The fund house's plan is that it would stop the on-demand redemptions that open-end funds normally have but keep redeeming the money as and when it was able to either sell the bonds, or when their maturity ended, redeem them with the company issuing the bonds. The interest payments on the bonds would also be disbursed as and when they came in. This would be an orderly winding up of the funds.
Most importantly, it was clear that there was no real problem with the underlying investments. It was just that the bond markets had frozen, making it impossible to run the funds as normal open-end funds. On the 9th of June, investors were to participate in an e-voting process to authorise the entire process, which SEBI had approved. However, before that stage, four court cases have interrupted the process. The legal process eventually reached the highest court and culminated in the e-voting process supervised by a court-appointed observer in which for all six funds, greater than 90 per cent of investors approved of the orderly winding-up that could have been initiated six months ago. The court will issue its order based on all these events next week.

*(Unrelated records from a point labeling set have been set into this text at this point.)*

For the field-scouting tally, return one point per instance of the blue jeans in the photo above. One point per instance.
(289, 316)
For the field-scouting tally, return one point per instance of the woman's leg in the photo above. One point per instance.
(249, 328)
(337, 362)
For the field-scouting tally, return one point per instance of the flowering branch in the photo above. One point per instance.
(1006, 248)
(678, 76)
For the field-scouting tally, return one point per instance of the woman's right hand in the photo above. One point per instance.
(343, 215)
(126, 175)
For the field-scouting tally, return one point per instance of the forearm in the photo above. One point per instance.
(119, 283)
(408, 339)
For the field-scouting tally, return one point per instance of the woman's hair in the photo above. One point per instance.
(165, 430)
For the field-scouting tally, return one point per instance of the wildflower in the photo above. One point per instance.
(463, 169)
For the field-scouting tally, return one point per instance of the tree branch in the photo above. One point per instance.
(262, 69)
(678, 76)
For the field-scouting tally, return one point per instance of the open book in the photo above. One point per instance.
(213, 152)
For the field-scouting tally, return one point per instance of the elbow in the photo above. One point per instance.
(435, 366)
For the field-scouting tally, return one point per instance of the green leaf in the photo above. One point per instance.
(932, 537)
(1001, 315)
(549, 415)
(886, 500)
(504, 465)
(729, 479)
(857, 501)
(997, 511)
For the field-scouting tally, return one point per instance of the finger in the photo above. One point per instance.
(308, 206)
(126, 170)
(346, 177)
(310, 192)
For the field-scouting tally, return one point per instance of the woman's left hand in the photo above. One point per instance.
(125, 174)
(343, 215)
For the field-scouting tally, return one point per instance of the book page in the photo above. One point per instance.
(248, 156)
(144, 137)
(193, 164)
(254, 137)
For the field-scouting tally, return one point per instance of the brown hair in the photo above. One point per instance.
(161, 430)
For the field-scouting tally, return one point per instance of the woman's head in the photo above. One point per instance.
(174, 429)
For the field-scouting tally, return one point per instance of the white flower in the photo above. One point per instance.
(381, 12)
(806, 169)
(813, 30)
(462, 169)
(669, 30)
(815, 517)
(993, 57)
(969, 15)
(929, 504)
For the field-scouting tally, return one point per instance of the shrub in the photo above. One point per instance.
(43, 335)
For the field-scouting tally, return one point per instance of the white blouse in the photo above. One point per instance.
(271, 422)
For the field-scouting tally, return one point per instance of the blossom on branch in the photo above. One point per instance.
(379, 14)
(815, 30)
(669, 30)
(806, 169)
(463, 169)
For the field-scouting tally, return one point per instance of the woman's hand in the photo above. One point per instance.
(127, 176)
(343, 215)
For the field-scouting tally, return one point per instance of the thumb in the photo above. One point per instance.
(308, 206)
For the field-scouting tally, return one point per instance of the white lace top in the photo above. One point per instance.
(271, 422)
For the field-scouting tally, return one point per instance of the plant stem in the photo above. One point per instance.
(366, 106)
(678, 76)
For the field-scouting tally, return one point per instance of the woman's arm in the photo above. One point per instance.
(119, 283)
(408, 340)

However, this course of events raises some troubling questions. Can a tiny number of investors, if they are rich enough to hire powerful and clever lawyers, derail and delay normal fund-management and administration processes? At any point of time, a certain number of investors are dissatisfied with the way any mutual fund is being run. Depending on the circumstances, this proportion can be more or less. During the Franklin affair, there was this clear sense that some advisors and distributors who had advised their clients to invest in unsuitable funds were stoking the fire in order to pass the buck. What kind of actions of the fund management are open to a legal challenge? Up until now, this question had never come up.
Now, one hopes that the final decision of the court makes it clear that in such matters, quick and decisive action by the regulator is most important and motivated parties are discouraged from using the legal system to harm the interests of other investors.